Except for the small sample size, some other limitations were encountered in this study. Firstly, to simplify the MOS calculation process, the “spine base” marker was used to represent the COM. However, the COM position with respect to the segmental coordinate system is generally predicted via regression equations with a full-body marker set in traditional optoelectronic motion capture systems [68]. It was found that COM positions decided by 7–9 multisegmental models allow a compromise between feasibility and accuracy when assessing the dynamic stability [69]. Similar anthropometric models and statistically equivalent serial chain methods have been developed to improve the COM estimation of the Kinect [70]. Further research should be undertaken to investigate the influence of different COM computation methods in COM displacement and MOS evaluation. Secondly, only one Kinect sensor was placed in front of the participants in this study to ensure the accuracy of both spatiotemporal and kinematic estimations. The single Kinect V2 setting has very limited capture volume, possibly resulting in missing data when falls occur outside the sensor’s field-of-view in a clinic or home-based environment. The application of multiple Kinect sensors presented a promising prospect to enlarge the volume for motion capture and solve occlusion problems [71]. Meanwhile, depth data obtained from the Kinect could be incorporated with other motion-sensing information, such as data recorded by accelerometers [72] and inertial sensors [73], to develop a multimodel gait stability assessment system for clinic or home-based monitoring.

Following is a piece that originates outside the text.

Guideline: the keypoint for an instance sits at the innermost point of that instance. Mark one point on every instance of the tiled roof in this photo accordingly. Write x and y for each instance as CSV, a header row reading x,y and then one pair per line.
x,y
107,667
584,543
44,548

Thirdly, this study used ankle landmarks instead of foot landmarks to represent the BOS because the foot tracking is usually noisy and inaccurate in the Kinect V2. In contrast, the newest Azure Kinect sensor released in 2019 demonstrates significantly better foot tracking accuracy and more precise gait spatiotemporal parameter assessment, indicating improved image sensing strategies [74]. Therefore, in future investigations, it may be possible to use multiple Azure Kinect sensors to develop the precision of gait detection and skeleton tracking performance.

5. Conclusions

Results of this study reveal a reasonable validity and reliability level in evaluating spatiotemporal parameters and, in contrast, less strong validity and reliability when calculating MOS related variables, especially MOS at foot strike and midstance. The Kinect V2 was only firmly valid to provide minimum MOS measures, which is an essential gait metric to track the risk of falls [16]. These results comprehensively suggest that the Kinect V2 could be utilised as a low-cost, portable gait assessment tool to screen and observe ongoing gait progression for children with CP, especially for the spatiotemporal aspect. Future studies should involve more sensors and robust algorithms to enhance skeleton tracking, gait event detection performance, and MOS computation.